In this year’s 2018 running of the Shell Eco Marathion, 127 teams from all over Asean, Asia, and even the Middle East came to compete.
I’m proud to say that seven teams from the Philippines came to compete, which gives me a great sense of pride.
Going off tangent here, I feel that the Philippines can better improve its international competitiveness if the local educational system as well as the government gave more focus and support on TEMS (technology, engineering, mathematics and sciences) subjects and fields.
Universities from Singapore, Thailand, Japan, Korea, Taiwan, India and China have very impressive scientists, engineers and mathematicians, which gives them a huge competitive advantage worldwide.
It also helps the local manufacturing industries in their respective countries: Thailand is Asia’s Motor City, China builds almost every major mass consumer durable, and India is home to simple yet innovative engineering solutions and ideas.
We need balance in our educational system and professional fields. We need more scientists, engineers and mathematicians (who make for perfect mid- to top-level managers in any process-oriented industry.
Back to the race, the winners in the prototype category (single-seater concept cars that look like cigars) that is really pushing the envelope for efficiency are:
Panjavidhyal Technological Institute of Thailand achieved first place in the Internal Combustion Engine category with an astonishing 2,341.1 kilometers per liter, besting last year’s record of 2,289 kilometers per liter.
(If we could consistently get even just 1 percent of these figures in today’s mass-produced vehicles, that would be amazing.)
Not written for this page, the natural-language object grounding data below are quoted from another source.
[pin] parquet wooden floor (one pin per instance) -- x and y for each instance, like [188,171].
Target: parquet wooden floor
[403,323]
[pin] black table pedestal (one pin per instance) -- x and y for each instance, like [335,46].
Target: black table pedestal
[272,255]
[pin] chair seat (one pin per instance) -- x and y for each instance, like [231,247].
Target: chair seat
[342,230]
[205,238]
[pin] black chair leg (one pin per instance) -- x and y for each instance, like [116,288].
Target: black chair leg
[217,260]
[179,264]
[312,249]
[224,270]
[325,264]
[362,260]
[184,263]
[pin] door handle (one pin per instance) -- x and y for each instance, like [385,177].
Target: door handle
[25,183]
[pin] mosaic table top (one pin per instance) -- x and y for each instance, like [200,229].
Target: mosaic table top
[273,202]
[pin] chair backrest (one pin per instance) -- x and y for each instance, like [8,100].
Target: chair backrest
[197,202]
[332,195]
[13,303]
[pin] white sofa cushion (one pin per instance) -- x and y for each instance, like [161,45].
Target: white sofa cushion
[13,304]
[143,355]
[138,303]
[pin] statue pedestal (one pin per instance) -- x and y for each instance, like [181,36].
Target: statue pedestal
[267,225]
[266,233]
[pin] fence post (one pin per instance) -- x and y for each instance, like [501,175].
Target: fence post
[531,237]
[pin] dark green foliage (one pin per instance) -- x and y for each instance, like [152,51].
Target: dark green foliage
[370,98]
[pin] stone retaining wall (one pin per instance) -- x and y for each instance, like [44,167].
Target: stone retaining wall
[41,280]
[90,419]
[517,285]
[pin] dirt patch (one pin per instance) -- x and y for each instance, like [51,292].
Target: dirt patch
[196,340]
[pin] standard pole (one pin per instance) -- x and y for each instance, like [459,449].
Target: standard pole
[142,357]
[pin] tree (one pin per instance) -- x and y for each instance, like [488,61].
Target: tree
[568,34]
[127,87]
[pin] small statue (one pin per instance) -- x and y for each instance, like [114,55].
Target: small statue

Guangzhou College of South China University of Technology garnered best in the battery electric class with 511 kilometers per kilowatt hour in their Huaqi-EV car.
Temasek University of Singapore’s TP Eco Flash car achieved an impressive 404.3 kilometers per cubic meter of hydrogen fuel cell power.
The second category is the urban prototype class. These vehicles should resemble a modern passenger car that seats two persons, and has working lights, wipers and horns.
The winners in this category were:
ITS Team 2 vehicle from Institut Teknologi Sepuluh Nopember from Indonesia, reaching an amazing 314.5 kilometers per liter.
Lac Hong University’s entry, named LH-EST, achieved an equally impressive 129.3 kilometers per kilowatt hour, enough to earn the Vietnamese Team top honors in their category.
Lastly, Singapore’s Nanyang Technologicla Institute’s NTU-3D Printed Car, a personal favorite of mine in 2015 when the event was running in Manila, garnered top-spot in the hydrogen fuel-cell category with 46.3 kilometers per liter per cubic meter of hydrogen.
On a side note, 3D-printing is truly the future of manufacturing. Of special mention is the EnduroKiwisTeam from the University of Canterbury in New Zealand, which created a full 3D-printed engine (internals, block, head and all moving ancillaries) utilizing titanium for a lighter, more efficient and stronger engine design.
The team won this year’s Technological Innovation Award. I can see a lot of 3D printed parts for my Poopra in the future.
The Safety Award went to Garuda Uny Ecvo Team from Universitas Negeri, Yogyakarta, Indonesia. The team actually tested their urban concept design’s safety and stability, the only team to do so.
Lastly, the NUST Eco-Motive Team from the National University of Science and Technology in Pakistan won the Perseverance and Spirit of the Event Award. When it was clear that the team would not pass technical inspection on Friday night, the team gave their engine, spare parts and all other equipment to other teams that needed odds and ends.
While the team’s efforts fell short, their spirit of camaraderie and goodwill helped bridge the gap towards international relations and friendship.
Truly, I have huge faith in these bright minds of tomorrow.
Unfortunately, the Philippine teams didn’t do too well, but again, there is always next year to look forward to.
Congratulations to Shell, and to all the participants of the Shell Eco Marathon Asia 2018. Let’s make next year even bigger and better, and push ourselves further!